Osteogenic Differentiation of Human Adipose-Derived Stem Cells(hADSCs) on a Dexamethasone Eluting Nanofiber Scaffolds

Abstract

Dexamethasone(DEX), a synthetic steroidal anti -inflammatory drug, is an efficient and dependable drug that induces osteogenic differentiation. The aim of this study is to fabricate the DEX loaded PLGA nanofibers by electrospinning method. Adipose-derived stem cells(ADSCs) were seeded into the nanofiber and the sustained release of DEX from PLGA nanofiber scaffolds promoted their osteogenic differentiation. The properties of DEX loaded PLGA nanofiber scaffold were characterized by scanning electron microscopy(SEM) and the release kinetics of DEX from PLGA nanofibers in vitro(I It to 14 days) was evaluated by high performed liquid chromatography(HPLC). To evaluate the cellular response of the ADSCs seeded onto DEX loaded PLGA nanofiber, we performed F-actin, cytotoxicity, alkaline phosphatase activity, alizarin red S, von Kossa staining and immunocytochemistry assays for osteogenic differentiation.

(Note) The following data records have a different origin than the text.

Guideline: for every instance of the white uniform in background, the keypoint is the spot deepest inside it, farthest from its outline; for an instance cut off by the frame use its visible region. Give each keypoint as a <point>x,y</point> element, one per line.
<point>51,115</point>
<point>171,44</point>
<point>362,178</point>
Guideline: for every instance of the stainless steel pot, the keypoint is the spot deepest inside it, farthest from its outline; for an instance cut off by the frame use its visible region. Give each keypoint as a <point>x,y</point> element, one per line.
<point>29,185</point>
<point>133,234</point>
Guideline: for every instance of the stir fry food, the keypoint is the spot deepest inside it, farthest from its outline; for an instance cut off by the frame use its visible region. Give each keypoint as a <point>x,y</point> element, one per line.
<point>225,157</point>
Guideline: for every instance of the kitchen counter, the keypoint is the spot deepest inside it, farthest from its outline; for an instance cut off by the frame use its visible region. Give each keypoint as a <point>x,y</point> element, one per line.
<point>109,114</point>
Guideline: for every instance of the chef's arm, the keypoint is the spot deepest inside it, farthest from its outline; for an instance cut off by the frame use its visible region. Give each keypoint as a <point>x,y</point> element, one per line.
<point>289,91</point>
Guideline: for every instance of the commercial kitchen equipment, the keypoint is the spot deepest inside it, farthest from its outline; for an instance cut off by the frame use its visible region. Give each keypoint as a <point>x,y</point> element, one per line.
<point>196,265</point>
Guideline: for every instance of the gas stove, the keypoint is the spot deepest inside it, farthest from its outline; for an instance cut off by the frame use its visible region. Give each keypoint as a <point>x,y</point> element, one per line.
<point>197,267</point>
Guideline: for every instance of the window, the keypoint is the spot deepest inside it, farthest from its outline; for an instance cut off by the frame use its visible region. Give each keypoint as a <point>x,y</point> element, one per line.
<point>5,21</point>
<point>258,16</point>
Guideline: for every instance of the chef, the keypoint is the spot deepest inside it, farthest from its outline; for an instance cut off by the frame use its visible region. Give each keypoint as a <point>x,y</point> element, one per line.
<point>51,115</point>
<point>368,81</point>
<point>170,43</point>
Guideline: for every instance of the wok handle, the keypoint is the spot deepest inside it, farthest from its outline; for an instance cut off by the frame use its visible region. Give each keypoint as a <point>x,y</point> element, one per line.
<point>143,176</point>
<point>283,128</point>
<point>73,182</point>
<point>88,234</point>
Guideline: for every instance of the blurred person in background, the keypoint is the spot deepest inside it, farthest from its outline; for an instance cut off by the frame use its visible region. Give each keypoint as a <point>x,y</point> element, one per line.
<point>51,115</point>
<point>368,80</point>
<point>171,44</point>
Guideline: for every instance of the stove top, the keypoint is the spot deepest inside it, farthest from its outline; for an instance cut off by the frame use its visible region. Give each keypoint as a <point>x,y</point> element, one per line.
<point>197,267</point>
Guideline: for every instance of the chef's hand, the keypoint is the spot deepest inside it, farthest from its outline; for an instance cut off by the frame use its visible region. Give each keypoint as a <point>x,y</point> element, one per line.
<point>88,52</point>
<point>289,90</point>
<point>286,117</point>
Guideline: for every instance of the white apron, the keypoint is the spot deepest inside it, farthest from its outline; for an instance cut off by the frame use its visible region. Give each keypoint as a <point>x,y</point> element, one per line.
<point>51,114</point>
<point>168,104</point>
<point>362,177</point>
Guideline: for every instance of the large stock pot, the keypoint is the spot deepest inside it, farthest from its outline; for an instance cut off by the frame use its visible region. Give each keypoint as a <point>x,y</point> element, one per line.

DEX loaded PLGA nanofiber scaffold was observed to have sustained release in vitro during experimental periods. The cytotoxicity test of the DEX loaded PLGA nanofiber scaffold indicated there was almost no-toxic effects in regards to proliferation and differentiation of adipose-derived stem cells(ADSCs) as compared with a control. Alkaline phosphatase activity and alizarin red S were more significantly increased after 14days with increased DEX concentration of PLGA nanofiber scaffold than with PLGA nanofiber only. Also, von Kossa staining results confirmed a larger area of calcium deposition with increased DEX concentration of PLGA nanofiber scaffold. We observed that osteocalcin was also increased with increasing DEX concentration. These results demonstrate that DEX acts as an osteogenic inductive factor, and increased DEX concentration promoted more osteogenic differentiation of ADSCs. In conclusion, DEX loaded PLGA nanofiber would be valuable tool for bone tissue regeneration.